Background:
Associations between measures of subjective health and mortality risk have previously been shown. We assessed the impact and comparative predictive performance of a multi-biomarker panel on this association.
Methods:
Data from 4,261 individuals aged 20-79 years recruited for the population-based Study of Health in Pomerania was used. During an average 9.7 year follow-up, 456 deaths (10.7%) occurred. Subjective health was assessed by SF-12 derived physical (PCS-12) and mental component summaries (MCS-12), and a single-item self-rated health (SRH) question. We implemented Cox proportional-hazards regression models to investigate the association of subjective health with mortality and to assess the impact of a combination of 10 biomarkers on this association. Variable selection procedures were used to identify a parsimonious set of subjective health measures and biomarkers, whose predictive ability was compared using receiver operating characteristic (ROC) curves, C-statistics, and reclassification methods.
Results:
In age- and gender-adjusted Cox models, poor SRH (hazard ratio (HR), 2.07; 95% CI, 1.34-3.20) and low PCS-12 scores (lowest vs. highest quartile: HR, 1.75; 95% CI, 1.31-2.33) were significantly associated with increased risk of all-cause mortality; an association independent of various covariates and biomarkers.
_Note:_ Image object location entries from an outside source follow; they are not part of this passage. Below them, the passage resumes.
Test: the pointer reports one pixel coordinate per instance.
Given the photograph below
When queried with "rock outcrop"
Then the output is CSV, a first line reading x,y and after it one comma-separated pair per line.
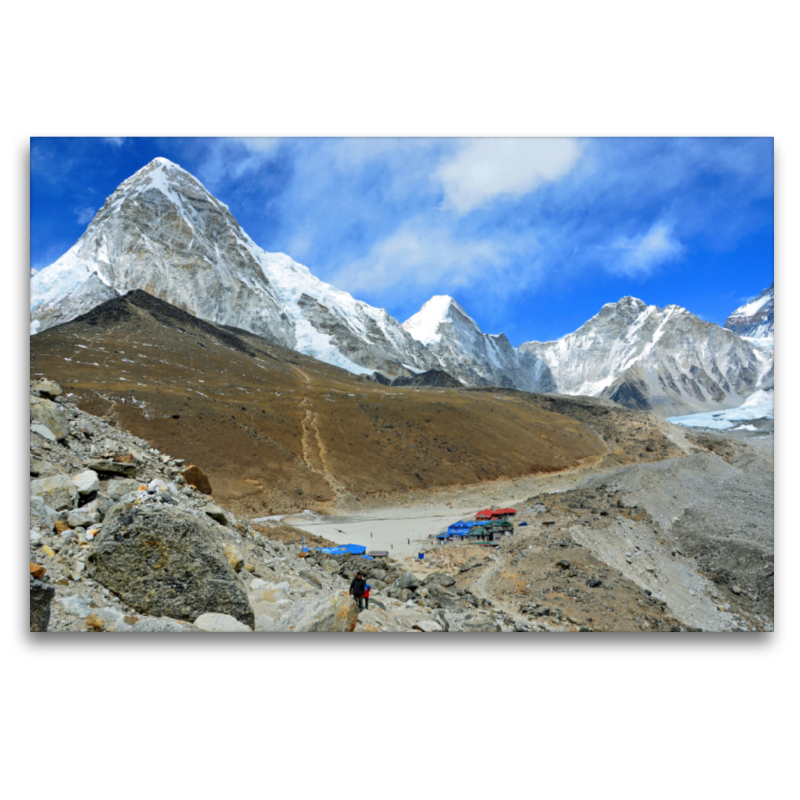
x,y
164,561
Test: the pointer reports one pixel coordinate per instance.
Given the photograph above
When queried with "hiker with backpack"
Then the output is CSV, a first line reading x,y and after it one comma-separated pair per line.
x,y
357,589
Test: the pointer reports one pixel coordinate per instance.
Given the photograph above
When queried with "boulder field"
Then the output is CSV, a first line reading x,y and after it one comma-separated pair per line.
x,y
124,538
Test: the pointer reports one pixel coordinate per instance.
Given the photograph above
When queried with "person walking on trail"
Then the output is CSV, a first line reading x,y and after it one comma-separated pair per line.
x,y
357,589
367,587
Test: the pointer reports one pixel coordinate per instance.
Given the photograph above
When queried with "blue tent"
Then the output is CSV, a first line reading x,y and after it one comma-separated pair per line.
x,y
342,549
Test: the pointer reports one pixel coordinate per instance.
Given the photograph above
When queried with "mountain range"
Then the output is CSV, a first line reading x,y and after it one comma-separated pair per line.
x,y
162,232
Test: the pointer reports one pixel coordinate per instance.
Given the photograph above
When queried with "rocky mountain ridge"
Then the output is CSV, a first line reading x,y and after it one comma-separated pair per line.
x,y
756,318
126,539
161,231
640,356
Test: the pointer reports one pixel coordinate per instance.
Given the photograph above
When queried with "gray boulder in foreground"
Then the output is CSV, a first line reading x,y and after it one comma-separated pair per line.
x,y
220,623
166,562
42,516
332,612
51,415
58,491
41,596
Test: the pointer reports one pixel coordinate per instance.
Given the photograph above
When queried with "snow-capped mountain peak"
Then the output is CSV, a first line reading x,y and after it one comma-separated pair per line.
x,y
162,231
756,318
440,310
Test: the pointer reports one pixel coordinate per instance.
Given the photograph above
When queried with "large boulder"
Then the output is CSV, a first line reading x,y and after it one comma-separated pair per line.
x,y
51,415
162,625
42,516
45,388
86,482
220,623
164,561
100,505
82,518
408,580
41,596
194,476
439,579
118,488
109,466
40,467
218,514
329,612
58,491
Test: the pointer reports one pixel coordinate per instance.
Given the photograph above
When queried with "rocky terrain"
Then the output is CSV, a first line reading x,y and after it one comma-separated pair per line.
x,y
125,538
756,318
277,431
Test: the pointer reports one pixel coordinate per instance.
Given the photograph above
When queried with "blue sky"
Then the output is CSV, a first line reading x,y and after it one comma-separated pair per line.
x,y
531,236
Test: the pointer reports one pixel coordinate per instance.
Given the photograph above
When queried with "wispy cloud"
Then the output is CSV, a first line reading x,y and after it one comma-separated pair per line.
x,y
225,160
415,257
486,168
640,255
85,215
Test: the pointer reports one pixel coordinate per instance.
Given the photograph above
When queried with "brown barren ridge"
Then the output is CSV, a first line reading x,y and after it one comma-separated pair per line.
x,y
278,431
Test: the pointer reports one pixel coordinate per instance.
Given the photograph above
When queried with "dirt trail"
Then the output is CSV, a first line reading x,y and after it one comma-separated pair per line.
x,y
314,451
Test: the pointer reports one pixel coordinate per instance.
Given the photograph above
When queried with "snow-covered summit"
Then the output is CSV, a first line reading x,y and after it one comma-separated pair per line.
x,y
756,318
425,325
645,356
162,231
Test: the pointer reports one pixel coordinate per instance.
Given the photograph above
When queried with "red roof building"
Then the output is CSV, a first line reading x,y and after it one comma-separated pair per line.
x,y
503,512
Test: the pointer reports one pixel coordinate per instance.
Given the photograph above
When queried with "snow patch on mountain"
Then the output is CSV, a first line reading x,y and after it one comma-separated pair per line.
x,y
756,318
760,405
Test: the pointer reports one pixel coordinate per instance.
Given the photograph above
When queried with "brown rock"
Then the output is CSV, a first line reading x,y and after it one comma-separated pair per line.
x,y
194,476
94,624
234,557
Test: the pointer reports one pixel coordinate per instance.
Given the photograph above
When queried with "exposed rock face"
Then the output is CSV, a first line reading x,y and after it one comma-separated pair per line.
x,y
47,413
334,612
474,357
57,491
166,562
163,232
41,596
433,378
640,356
194,476
647,357
756,318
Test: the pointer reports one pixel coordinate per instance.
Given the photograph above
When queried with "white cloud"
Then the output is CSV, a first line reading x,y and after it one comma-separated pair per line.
x,y
640,255
486,168
414,257
233,159
85,215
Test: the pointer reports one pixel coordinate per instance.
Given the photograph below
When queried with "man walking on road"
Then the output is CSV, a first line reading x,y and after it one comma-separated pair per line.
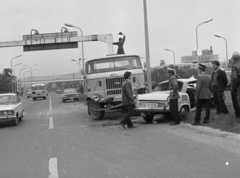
x,y
174,95
220,81
235,85
127,101
203,95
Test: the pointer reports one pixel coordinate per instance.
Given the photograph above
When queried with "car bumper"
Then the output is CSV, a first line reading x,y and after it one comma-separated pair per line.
x,y
7,119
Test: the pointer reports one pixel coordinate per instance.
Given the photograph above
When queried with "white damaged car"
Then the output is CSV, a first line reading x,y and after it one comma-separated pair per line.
x,y
158,102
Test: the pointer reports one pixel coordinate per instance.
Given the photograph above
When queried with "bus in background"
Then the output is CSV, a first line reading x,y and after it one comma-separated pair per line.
x,y
39,91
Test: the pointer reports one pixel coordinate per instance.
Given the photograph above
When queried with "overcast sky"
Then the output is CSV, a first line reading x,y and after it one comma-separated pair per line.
x,y
172,24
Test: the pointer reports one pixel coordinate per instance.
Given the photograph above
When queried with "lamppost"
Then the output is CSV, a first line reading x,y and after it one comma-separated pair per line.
x,y
20,77
79,65
12,70
147,46
197,35
70,25
226,61
35,33
173,57
14,75
31,71
24,81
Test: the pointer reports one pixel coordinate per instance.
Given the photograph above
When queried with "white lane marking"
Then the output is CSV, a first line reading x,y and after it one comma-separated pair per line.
x,y
53,168
50,104
50,123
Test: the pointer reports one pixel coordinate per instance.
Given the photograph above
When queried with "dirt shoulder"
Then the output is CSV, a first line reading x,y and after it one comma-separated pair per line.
x,y
224,122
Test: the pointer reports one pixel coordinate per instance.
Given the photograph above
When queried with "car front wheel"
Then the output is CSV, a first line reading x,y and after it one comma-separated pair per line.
x,y
96,115
148,118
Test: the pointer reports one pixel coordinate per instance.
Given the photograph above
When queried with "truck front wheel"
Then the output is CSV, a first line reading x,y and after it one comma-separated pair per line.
x,y
96,115
148,118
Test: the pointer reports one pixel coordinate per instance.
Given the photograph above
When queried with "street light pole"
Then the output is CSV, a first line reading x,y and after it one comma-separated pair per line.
x,y
197,35
21,77
147,47
70,25
226,61
31,71
173,57
24,81
12,70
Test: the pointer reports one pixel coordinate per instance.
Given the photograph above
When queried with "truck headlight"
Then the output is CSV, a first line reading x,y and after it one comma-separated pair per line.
x,y
96,98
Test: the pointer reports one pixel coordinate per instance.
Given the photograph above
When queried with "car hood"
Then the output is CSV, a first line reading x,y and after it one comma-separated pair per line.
x,y
159,95
7,107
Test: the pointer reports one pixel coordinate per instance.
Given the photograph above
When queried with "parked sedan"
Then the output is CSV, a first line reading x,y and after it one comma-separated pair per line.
x,y
157,102
11,109
70,94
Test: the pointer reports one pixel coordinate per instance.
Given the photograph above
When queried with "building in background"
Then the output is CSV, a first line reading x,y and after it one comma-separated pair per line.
x,y
206,58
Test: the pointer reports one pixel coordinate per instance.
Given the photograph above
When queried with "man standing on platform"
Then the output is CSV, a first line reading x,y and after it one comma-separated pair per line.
x,y
203,95
219,79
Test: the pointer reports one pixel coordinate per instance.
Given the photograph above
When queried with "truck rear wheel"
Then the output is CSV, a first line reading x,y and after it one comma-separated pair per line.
x,y
148,118
96,115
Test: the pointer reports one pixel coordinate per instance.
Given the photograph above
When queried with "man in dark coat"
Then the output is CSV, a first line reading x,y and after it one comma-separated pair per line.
x,y
127,101
235,85
174,95
120,44
219,81
203,95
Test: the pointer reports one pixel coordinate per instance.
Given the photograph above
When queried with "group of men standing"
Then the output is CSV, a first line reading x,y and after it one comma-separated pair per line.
x,y
207,85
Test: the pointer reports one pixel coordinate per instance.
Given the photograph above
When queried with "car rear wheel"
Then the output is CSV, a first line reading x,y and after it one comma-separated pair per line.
x,y
96,115
15,122
148,118
183,111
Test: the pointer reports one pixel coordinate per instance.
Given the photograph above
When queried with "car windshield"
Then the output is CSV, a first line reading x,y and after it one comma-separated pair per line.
x,y
7,99
164,86
71,90
113,64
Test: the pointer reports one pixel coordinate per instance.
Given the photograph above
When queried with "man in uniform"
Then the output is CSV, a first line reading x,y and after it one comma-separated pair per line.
x,y
203,95
235,89
220,81
127,101
120,44
174,95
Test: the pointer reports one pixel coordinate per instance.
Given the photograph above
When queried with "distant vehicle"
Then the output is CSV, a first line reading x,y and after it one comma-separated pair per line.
x,y
158,102
29,93
39,91
70,94
11,109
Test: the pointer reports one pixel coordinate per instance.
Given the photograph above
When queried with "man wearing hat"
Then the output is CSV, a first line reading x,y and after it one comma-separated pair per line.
x,y
235,89
174,95
219,79
203,95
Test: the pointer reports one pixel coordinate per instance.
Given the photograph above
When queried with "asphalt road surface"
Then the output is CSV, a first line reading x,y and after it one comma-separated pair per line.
x,y
58,139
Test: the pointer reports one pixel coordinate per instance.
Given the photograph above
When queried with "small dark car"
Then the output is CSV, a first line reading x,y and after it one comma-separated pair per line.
x,y
70,94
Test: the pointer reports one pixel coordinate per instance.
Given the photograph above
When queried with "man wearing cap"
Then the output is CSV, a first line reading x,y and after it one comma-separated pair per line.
x,y
174,95
219,79
127,101
203,95
235,85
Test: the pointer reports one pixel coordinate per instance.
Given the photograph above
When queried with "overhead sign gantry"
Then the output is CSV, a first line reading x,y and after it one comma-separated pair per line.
x,y
51,41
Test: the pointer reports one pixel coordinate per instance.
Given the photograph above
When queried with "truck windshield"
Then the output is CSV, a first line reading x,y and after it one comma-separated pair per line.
x,y
113,64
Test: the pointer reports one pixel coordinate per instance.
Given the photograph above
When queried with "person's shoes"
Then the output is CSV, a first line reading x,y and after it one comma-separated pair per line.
x,y
174,123
122,125
132,127
195,123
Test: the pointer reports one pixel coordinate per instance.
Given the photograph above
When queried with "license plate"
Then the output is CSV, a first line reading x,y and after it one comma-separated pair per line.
x,y
151,105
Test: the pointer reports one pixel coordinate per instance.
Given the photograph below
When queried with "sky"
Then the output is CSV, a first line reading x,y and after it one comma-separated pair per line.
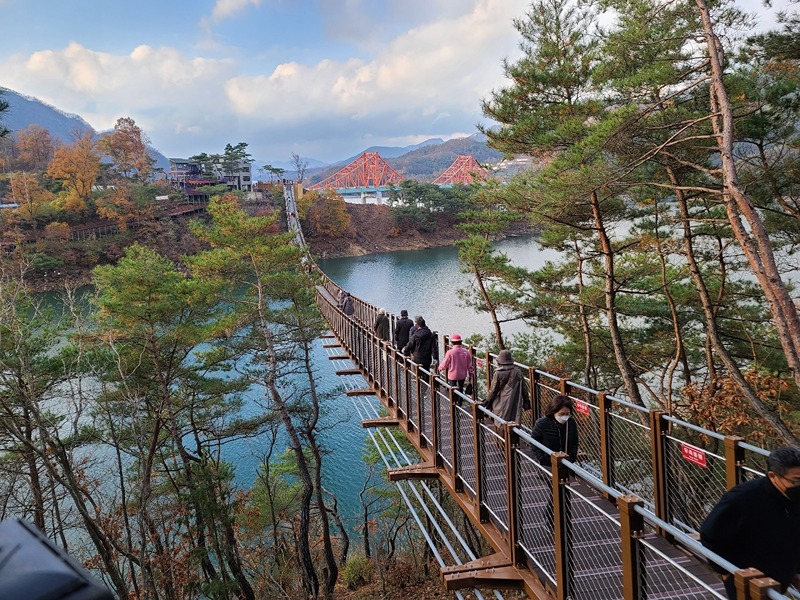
x,y
325,79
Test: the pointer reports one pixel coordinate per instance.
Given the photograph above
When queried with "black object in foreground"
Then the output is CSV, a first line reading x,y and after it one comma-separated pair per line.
x,y
33,568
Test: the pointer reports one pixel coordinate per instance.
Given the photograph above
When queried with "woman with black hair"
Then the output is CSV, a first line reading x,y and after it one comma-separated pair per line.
x,y
556,430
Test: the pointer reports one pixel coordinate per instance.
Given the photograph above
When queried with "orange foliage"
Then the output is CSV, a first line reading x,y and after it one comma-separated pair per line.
x,y
127,147
719,405
77,166
35,148
32,197
327,216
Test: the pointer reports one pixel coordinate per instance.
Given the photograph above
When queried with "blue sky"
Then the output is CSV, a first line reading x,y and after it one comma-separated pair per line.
x,y
323,78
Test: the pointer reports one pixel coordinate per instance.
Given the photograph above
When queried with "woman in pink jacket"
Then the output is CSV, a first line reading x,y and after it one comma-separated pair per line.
x,y
458,363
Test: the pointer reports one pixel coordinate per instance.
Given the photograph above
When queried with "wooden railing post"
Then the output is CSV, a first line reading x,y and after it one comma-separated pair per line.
x,y
435,424
604,418
512,443
759,588
420,416
561,524
734,458
536,398
477,418
455,435
631,528
657,454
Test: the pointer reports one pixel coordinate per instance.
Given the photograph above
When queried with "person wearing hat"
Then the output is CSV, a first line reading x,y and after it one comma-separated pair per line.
x,y
508,394
457,363
422,346
381,325
401,330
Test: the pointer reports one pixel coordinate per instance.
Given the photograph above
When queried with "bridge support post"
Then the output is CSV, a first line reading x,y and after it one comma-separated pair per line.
x,y
477,419
433,383
658,432
561,525
631,528
604,417
512,443
734,458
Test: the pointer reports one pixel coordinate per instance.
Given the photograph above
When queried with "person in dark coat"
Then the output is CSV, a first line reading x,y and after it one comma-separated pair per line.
x,y
381,325
422,346
508,394
401,330
556,430
347,305
757,523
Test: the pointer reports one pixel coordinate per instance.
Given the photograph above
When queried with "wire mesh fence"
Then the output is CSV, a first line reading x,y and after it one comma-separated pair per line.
x,y
493,472
444,424
534,491
629,449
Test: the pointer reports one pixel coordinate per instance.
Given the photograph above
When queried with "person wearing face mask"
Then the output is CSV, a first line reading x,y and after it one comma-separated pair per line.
x,y
757,523
556,430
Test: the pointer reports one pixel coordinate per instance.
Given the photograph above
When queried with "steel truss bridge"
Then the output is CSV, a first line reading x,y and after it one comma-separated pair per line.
x,y
620,523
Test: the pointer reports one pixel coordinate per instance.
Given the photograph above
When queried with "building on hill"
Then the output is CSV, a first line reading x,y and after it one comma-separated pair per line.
x,y
185,173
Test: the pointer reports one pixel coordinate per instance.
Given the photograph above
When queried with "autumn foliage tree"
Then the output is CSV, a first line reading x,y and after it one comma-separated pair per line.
x,y
324,213
127,148
77,166
33,199
35,148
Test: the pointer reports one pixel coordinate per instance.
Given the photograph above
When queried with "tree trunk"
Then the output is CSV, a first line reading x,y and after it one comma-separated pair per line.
x,y
755,243
712,333
624,365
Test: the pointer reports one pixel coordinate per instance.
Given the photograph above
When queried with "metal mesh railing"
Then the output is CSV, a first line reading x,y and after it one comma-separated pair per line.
x,y
630,453
695,481
444,424
465,447
534,492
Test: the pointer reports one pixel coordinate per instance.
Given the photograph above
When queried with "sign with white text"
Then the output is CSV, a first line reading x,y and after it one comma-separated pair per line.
x,y
693,455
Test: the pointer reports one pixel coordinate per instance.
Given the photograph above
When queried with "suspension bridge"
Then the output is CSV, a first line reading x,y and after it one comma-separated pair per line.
x,y
621,522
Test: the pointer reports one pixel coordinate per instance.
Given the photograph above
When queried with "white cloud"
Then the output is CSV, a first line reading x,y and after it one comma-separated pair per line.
x,y
225,9
438,67
102,87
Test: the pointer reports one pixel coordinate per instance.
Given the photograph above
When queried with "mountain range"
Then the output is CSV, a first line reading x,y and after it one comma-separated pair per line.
x,y
422,161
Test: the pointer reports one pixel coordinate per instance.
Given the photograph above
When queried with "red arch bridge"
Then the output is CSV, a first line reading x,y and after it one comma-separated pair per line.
x,y
620,523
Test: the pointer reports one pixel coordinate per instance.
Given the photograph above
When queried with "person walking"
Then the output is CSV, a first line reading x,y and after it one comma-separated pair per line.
x,y
347,305
508,394
422,346
457,363
757,523
401,330
556,430
381,325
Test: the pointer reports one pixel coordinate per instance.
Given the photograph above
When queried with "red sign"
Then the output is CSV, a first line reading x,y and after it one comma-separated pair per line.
x,y
581,407
693,455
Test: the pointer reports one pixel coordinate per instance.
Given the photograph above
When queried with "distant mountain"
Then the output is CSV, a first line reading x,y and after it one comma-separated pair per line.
x,y
425,161
25,111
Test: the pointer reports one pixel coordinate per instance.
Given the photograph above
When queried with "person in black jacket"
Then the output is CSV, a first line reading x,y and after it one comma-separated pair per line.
x,y
757,523
401,330
422,346
556,430
381,326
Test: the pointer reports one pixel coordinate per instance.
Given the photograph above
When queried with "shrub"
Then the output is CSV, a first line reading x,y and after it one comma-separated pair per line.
x,y
357,571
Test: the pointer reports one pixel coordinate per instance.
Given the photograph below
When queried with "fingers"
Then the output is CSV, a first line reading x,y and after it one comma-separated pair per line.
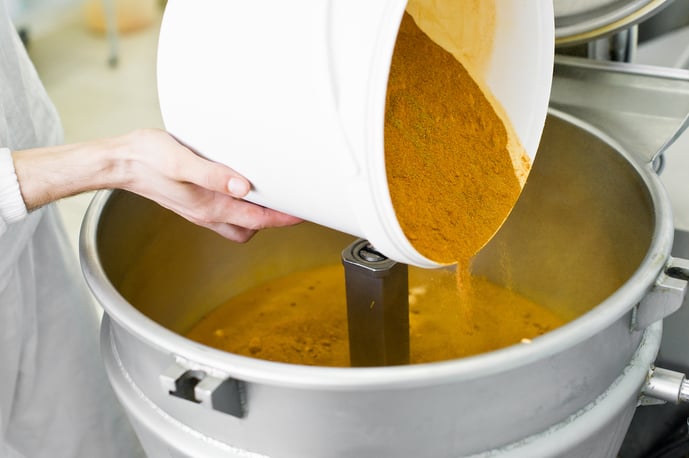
x,y
204,192
211,175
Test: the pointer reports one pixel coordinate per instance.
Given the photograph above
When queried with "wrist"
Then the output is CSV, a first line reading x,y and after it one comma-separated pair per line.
x,y
51,173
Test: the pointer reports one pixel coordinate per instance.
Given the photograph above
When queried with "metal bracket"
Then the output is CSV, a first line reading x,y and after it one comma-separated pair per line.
x,y
197,386
665,297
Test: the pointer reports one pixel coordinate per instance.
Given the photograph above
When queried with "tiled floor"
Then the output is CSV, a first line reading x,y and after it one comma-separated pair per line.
x,y
94,99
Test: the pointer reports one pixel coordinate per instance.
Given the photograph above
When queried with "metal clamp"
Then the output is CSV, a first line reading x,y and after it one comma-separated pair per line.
x,y
663,386
665,297
197,386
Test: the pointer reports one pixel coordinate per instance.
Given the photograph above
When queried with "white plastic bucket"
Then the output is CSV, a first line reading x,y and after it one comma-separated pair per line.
x,y
292,96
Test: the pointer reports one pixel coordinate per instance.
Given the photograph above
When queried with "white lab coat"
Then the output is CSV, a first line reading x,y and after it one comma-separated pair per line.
x,y
55,399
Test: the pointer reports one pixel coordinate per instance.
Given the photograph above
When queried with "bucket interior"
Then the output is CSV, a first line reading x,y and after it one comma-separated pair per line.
x,y
581,228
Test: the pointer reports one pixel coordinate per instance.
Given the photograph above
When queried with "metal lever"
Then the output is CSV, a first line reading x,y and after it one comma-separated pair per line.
x,y
377,307
199,387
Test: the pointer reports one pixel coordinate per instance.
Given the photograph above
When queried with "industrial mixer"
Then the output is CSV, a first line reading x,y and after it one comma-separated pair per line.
x,y
591,234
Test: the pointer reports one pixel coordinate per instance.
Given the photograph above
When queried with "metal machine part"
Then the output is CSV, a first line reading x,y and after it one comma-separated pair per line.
x,y
644,109
578,21
142,273
665,386
377,307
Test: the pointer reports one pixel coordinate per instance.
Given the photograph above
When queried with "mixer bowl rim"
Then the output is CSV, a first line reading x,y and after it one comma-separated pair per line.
x,y
196,355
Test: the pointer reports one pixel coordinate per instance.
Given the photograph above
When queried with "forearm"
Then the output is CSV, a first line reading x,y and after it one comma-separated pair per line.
x,y
153,164
51,173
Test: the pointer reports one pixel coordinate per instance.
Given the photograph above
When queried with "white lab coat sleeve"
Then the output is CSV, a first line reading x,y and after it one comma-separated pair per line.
x,y
12,207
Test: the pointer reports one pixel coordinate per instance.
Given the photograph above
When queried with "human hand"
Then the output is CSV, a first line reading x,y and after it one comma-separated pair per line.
x,y
204,192
153,164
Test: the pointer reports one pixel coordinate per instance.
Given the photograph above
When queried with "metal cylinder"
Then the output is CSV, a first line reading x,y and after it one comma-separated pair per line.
x,y
157,277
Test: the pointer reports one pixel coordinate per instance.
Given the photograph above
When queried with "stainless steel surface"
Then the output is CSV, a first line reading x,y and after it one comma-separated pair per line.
x,y
666,296
667,385
643,108
579,21
594,431
377,307
589,237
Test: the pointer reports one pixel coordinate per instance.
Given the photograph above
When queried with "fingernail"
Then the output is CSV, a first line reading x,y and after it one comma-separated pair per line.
x,y
238,187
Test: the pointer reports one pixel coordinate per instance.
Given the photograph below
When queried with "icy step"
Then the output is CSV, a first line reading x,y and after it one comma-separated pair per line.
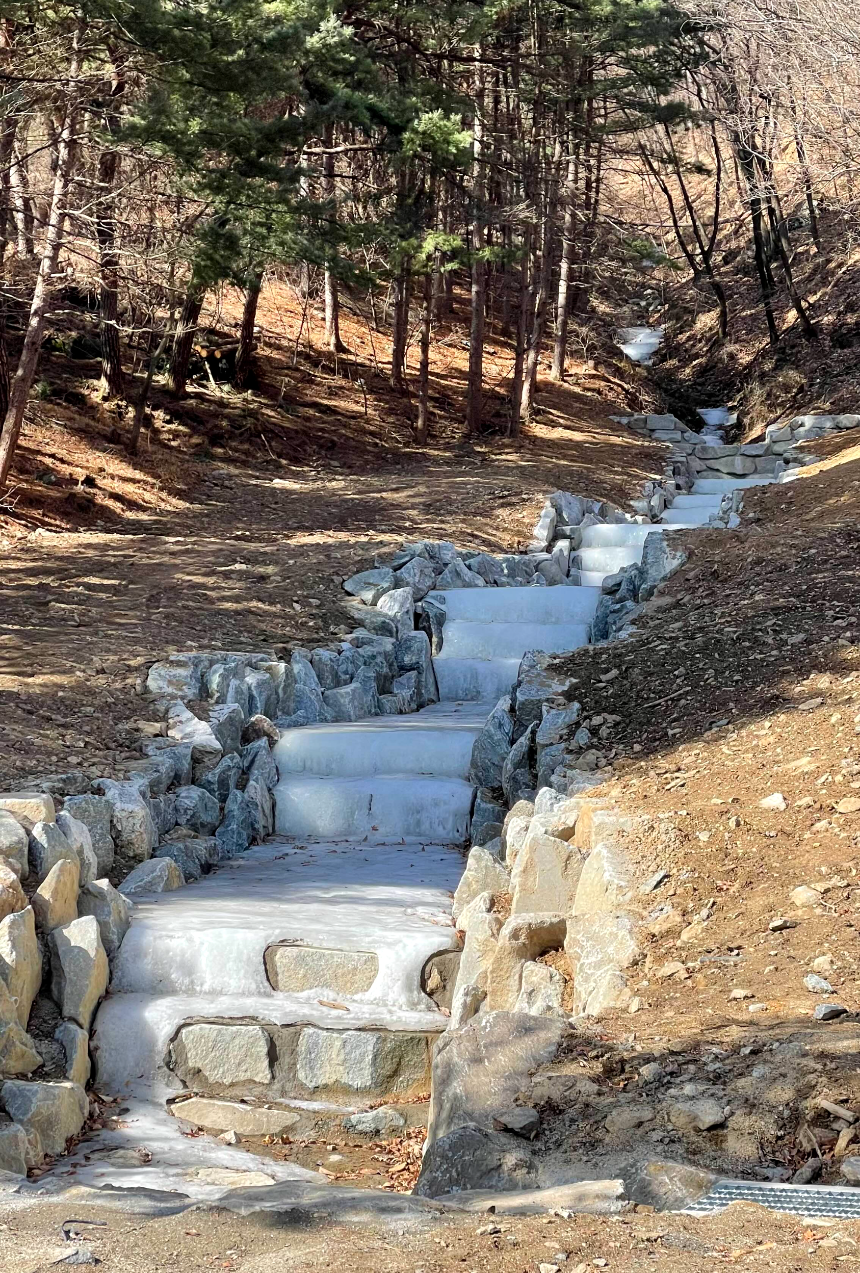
x,y
436,742
723,485
209,938
622,535
476,680
690,516
378,808
466,639
555,605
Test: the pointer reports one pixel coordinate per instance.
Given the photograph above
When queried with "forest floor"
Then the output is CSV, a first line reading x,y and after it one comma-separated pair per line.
x,y
111,563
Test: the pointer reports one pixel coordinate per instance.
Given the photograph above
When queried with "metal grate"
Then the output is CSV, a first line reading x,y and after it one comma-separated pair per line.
x,y
835,1201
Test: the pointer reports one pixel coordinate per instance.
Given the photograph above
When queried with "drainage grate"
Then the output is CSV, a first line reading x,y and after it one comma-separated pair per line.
x,y
841,1203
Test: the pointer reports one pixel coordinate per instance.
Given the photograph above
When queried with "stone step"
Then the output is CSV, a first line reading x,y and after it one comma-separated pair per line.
x,y
466,639
476,680
436,741
381,807
308,907
554,605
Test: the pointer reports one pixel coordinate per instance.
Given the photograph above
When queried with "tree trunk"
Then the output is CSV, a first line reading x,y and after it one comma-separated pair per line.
x,y
247,332
332,302
475,382
28,362
183,339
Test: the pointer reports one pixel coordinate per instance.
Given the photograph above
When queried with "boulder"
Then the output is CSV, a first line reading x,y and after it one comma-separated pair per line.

Furthermore, selected subjective health measures yielded a significantly higher C-statistic (0.883) compared to the selected biomarker panel (0.872), whereas a combined assessment showed the highest C-statistic (0.887) with a highly significant integrated discrimination improvement of 1.5% (p < 0.01).
Conclusion:
Adding biomarker information did not affect the association of subjective health measures with mortality, but significantly improved risk stratification. Thus, a combined assessment of self-reported subjective health and measured biomarkers may be useful to identify high-risk individuals for intensified monitoring.